The March 30, 1987 telecast made history with yet another documentary tie, this time for Documentary Feature. Oprah presented the awards to Brigitte Berman’s film about clarinetist Artie Shaw, Artie Shaw: Time is All You’ve Got, and to Down and Out in America, a film about widespread American poverty in the ‘80s. Former Oscar winner Lee Grant (who won the Best Supporting Actress Oscar in 1976 for Shampoo) directed Down and Out and won the award for producers Joseph Feury and Milton Justice. “This is for the people who are still down and out in America,” Grant said in her acceptance speech.

5. BEST SHORT FILM (LIVE ACTION) // 1995

More than 20 years ago—the same year Tom Hanks won for Forrest Gump—the Short Film (Live Action) category saw a tie between two disparate films: the 23-minute British comedy Franz Kafka’s It’s a Wonderful Life, and the LGBTQ youth film Trevor. Doctor Who star Peter Capaldi wrote and directed the former, which stars Richard E. Grant (Girls, Withnail & I) as Kafka. The BBC Scotland film envisions Kafka stumbling through writing The Metamorphosis.

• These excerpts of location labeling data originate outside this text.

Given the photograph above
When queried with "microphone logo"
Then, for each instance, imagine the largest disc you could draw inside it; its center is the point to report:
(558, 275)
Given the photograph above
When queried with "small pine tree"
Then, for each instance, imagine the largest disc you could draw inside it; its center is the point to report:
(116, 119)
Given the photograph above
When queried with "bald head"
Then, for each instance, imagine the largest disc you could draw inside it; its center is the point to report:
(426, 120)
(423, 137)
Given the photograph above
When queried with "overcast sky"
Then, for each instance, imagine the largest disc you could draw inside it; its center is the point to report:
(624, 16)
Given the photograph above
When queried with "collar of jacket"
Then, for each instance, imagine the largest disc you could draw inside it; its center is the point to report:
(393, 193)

Trevor is a dramatic film about a gay 13-year-old boy who attempts suicide. Written by James Lecesne and directed by Peggy Rajski, the film inspired the creation of The Trevor Project to help gay youths in crisis. “We made our film for anyone who’s ever felt like an outsider,” Rajski said in her acceptance speech, which came after Capaldi's. “It celebrates all those who make it through difficult times and mourns those who didn’t.” It was yet another short film ahead of its time.

6. BEST SOUND EDITING // 2013

The latest Oscar tie happened only three years ago, when Zero Dark Thirty and Skyfall beat Argo, Django Unchained, and Life of Pi in sound editing. Mark Wahlberg and his animated co-star Ted presented the award to Zero Dark Thirty’s Paul N.J. Ottosson and Skyfall’s Per Hallberg and Karen Baker Landers. “No B.S., we have a tie,” Wahlberg said to the crowd, assuring them he wasn’t kidding. Ottosson was announced first and gave his speech before Hallberg and Baker Landers found out that they were the other victors.

It wasn’t any of the winners' first trip to the rodeo: Ottosson won two in 2010 for his previous collaboration with Kathryn Bigelow, The Hurt Locker (Best Achievement in Sound Editing and Sound Mixing); Hallberg previously won an Oscar for Best Sound Effects Editing for Braveheart in 1996, and in 2008 both Hallberg and Baker Landers won Best Achievement in Sound Editing for The Bourne Ultimatum.

Ottosson told The Hollywood Reporter he possibly predicted his win: “Just before our category came up another fellow nominee sat next to me and I said, ‘What if there’s a tie, what would they do?’ and then we got a tie,” Ottosson said. Hallberg also commented to the Reporter on his win. “Any time that you get involved in some kind of history making, that would be good.”